The Korea Herald

지나쌤

Lotte chairman set to oust rebel brother from company

Father to withdraw from board of key group affiliate

By Korea Herald

Published : March 7, 2016 - 19:37

    • Link copied

Lotte Group chairman Shin Dong-bin has sued the management of Kojyunsya, the de facto holding company of the 90 trillion won-business empire ($8.1 billion), in a suit that may end up ousting the company president, his older brother Shin Dong-joo, indefinitely.

According to Lotte officials, Dong-bin in January filed a suit against the shareholders and management of Kojyunsya demanding a nullification of the company’s October 2015 decision to dismiss him from his position as a registered director and appoint Dong-joo as the president.

Kojyunsya owns 28.1 percent of Lotte Holdings in Japan, which owns 99 percent of Hotel Lotte in Korea -- the de facto holding company of Lotte Group in Korea, which has businesses throughout South Korea, across Asia and in the U.S. 

Lotte founder Shin Kyuk-ho (Yonhap) Lotte founder Shin Kyuk-ho (Yonhap)

Dong-bin believes that his brother had masterminded the shareholders’ decision to dismiss him. Kojyunsya also approved the Shin brothers’ father Shin Kyuk-ho to sell one share of the company to Dong-joo, making him the largest shareholder of the company, and thus the president.

Dong-bin claimed that his senile father was unwell, unable to think properly, and therefore the old man’s sale of a company share to the eldest son should be nullified.

In Korea, a separate trial is being held over the 95-year-old Lotte general chairman’s mental status.

Kyuk-ho in February was ordered to receive an “intense” 2-week assessment of his cognitive health, after judges concluded that without severely testing the old man, they cannot discern whether his decision to dethrone his younger son Dong-bin is legitimate.

The senior Shin reportedly wrote a letter in July 2015 firing Dong-bin from all managerial positions, and appointing Dong-joo to lead both the Lotte operations in Korea and Japan.

This letter has been behind the long fraternal feud over the control of Lotte.

Although Dong-bin won approval from shareholders of Lotte in Korea as well as Lotte Holdings in Japan, Dong-joo has claimed legitimacy citing the company founder’s support. The letter is also believed to have persuaded major shareholders of Kojyunsya to take Dong-joo’s side.

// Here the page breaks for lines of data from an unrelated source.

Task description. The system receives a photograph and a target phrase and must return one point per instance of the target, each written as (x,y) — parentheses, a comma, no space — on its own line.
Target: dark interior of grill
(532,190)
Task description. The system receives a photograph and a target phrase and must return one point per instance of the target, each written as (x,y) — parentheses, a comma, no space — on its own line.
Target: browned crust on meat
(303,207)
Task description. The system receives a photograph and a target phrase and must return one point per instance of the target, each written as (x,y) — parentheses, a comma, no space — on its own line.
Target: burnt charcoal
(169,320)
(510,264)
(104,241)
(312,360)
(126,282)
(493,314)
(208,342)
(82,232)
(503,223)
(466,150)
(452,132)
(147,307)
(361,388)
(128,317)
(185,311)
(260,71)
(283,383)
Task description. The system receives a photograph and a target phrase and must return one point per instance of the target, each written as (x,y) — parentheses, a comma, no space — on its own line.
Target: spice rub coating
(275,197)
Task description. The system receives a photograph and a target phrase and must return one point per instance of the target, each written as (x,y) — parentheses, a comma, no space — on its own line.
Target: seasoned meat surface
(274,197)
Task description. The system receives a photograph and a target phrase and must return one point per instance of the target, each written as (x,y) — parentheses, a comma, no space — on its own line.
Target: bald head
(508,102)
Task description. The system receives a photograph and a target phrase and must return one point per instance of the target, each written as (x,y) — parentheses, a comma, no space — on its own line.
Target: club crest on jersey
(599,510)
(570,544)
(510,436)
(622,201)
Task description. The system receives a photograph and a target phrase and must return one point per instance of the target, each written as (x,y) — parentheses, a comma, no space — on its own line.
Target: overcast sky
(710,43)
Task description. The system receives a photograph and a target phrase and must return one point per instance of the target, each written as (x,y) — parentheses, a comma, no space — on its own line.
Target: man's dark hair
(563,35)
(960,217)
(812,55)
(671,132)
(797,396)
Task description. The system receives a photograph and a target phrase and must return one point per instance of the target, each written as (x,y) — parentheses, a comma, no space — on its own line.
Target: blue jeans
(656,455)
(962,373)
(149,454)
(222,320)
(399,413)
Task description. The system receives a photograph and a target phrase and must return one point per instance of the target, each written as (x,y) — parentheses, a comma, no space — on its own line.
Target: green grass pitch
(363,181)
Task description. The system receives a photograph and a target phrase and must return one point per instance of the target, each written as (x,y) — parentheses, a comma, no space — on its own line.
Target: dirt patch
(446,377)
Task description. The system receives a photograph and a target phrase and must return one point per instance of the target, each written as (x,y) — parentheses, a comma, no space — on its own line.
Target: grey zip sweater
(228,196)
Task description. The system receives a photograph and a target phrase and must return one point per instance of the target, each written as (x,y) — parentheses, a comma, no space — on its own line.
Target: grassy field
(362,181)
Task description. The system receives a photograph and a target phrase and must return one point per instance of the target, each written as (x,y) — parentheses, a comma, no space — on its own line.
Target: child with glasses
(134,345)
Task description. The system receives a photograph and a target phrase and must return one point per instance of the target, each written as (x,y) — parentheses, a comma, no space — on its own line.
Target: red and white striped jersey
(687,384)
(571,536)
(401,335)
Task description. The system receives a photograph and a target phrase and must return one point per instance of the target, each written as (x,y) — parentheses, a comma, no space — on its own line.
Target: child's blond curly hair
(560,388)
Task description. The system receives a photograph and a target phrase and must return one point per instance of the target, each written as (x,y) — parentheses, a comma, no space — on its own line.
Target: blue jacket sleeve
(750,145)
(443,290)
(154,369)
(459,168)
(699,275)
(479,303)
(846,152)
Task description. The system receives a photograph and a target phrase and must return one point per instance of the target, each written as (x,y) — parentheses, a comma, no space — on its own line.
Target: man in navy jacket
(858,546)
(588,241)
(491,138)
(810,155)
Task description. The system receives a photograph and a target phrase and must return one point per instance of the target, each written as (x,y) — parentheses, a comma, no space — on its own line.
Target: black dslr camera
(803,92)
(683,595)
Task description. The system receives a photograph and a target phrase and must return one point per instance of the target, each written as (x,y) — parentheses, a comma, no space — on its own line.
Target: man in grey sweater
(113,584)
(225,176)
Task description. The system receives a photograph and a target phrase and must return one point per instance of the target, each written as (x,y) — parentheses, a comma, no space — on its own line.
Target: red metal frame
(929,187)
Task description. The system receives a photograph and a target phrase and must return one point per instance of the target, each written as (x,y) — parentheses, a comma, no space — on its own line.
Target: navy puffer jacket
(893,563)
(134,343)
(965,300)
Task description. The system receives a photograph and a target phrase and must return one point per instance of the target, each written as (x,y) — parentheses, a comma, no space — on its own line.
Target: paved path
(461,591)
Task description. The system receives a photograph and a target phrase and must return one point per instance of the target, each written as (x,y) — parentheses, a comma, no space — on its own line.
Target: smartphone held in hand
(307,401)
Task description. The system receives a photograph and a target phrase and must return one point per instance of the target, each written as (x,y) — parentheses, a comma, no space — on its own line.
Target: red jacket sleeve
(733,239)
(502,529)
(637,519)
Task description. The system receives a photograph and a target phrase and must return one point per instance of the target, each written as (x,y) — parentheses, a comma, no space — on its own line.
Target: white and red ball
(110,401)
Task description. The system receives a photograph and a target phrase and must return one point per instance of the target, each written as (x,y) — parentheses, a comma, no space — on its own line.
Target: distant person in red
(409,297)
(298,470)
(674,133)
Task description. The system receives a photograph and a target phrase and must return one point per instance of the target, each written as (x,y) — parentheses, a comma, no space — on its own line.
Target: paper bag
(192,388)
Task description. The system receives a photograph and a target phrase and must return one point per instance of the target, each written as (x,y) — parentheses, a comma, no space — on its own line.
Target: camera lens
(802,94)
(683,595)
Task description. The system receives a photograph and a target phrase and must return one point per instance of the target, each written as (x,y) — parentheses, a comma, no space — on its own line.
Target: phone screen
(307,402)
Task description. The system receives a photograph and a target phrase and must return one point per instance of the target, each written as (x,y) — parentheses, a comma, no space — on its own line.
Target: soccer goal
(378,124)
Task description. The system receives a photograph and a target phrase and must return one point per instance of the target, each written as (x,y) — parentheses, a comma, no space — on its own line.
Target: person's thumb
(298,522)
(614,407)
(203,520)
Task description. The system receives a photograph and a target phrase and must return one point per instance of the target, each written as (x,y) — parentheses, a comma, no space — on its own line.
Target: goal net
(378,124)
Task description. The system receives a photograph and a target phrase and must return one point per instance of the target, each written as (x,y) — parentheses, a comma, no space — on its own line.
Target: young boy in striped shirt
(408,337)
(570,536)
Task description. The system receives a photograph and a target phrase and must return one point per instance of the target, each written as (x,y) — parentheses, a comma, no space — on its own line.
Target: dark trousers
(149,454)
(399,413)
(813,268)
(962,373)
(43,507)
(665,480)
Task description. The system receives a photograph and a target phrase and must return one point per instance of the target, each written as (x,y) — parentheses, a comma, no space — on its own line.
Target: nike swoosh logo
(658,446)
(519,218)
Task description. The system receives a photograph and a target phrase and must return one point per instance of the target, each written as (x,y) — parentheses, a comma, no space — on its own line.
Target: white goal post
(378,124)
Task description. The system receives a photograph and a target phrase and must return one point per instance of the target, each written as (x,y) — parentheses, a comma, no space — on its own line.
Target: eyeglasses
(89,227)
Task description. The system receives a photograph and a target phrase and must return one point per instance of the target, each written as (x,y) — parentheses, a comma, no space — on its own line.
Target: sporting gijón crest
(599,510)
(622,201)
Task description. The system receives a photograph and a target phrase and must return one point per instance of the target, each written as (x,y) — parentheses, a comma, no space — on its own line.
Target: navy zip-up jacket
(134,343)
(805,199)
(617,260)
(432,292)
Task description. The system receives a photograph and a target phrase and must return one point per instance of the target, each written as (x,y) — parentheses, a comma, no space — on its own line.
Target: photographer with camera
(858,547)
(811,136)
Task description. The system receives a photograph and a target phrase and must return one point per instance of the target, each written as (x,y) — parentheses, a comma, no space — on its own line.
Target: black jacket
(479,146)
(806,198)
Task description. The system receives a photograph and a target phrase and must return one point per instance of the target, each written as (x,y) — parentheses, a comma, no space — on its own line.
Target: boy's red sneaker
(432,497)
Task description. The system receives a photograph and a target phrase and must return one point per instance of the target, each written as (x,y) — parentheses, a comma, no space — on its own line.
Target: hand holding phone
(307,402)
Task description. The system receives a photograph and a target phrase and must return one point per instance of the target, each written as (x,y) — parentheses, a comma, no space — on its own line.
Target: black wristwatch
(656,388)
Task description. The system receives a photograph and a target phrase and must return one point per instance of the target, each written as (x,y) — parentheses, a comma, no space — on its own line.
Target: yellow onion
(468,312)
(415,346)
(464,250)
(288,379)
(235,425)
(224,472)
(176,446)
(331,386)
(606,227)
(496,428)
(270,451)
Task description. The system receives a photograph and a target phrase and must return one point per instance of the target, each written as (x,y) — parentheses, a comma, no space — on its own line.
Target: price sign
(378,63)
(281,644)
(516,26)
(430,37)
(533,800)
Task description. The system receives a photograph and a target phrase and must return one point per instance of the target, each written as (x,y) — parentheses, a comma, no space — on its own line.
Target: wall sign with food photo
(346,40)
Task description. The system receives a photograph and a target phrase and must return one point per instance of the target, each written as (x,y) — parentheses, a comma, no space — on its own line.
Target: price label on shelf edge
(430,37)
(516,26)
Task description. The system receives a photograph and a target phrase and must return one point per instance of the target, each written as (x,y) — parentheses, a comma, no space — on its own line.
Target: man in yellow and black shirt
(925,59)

If the court rules that Kyuk-ho is in need of medical or legal help, Dong-joo is likely to lose several suits he has filed against his younger brother and Lotte Korea management in order to win control of Lotte, because the patriarch’s order will be regarded as void.

The ruling is likely to affect the Japanese court, too, and Dong-joo may lose his seat in Kojyunsya as well, industry watchers said.

On Sunday, shareholders of Lotte Holdings in Japan voted in support of Dong-bin at the general meeting held upon request from Dong-joo.

The results of the slew of lawsuits is expected to consolidate Dong-bin’s control over Lotte once again. “Expelling Dong-joo from Kojyunsya will end the succession war at last,” a Lotte insider said.

In July, Dong-joo and Kyuk-ho were stripped of their power inside the company after unsuccessfully attempting to oust Dong-bin from the management.

Late Monday afternoon, in what seems to be the first retaliation against the “rebel,” Lotte Confectionary, one of the main pillars of Lotte Group Korea, announced that it will cease the contract with Lotte founder Kyuk-ho as the company’s registered director. The issue will be put to vote at the shareholders meeting later this month.

Shin’s age was cited as the reason for the severed relationship.

Hwang Kak-kyu, known as Dong-bin’s right-hand man, will replace the senior Shin, the company official said.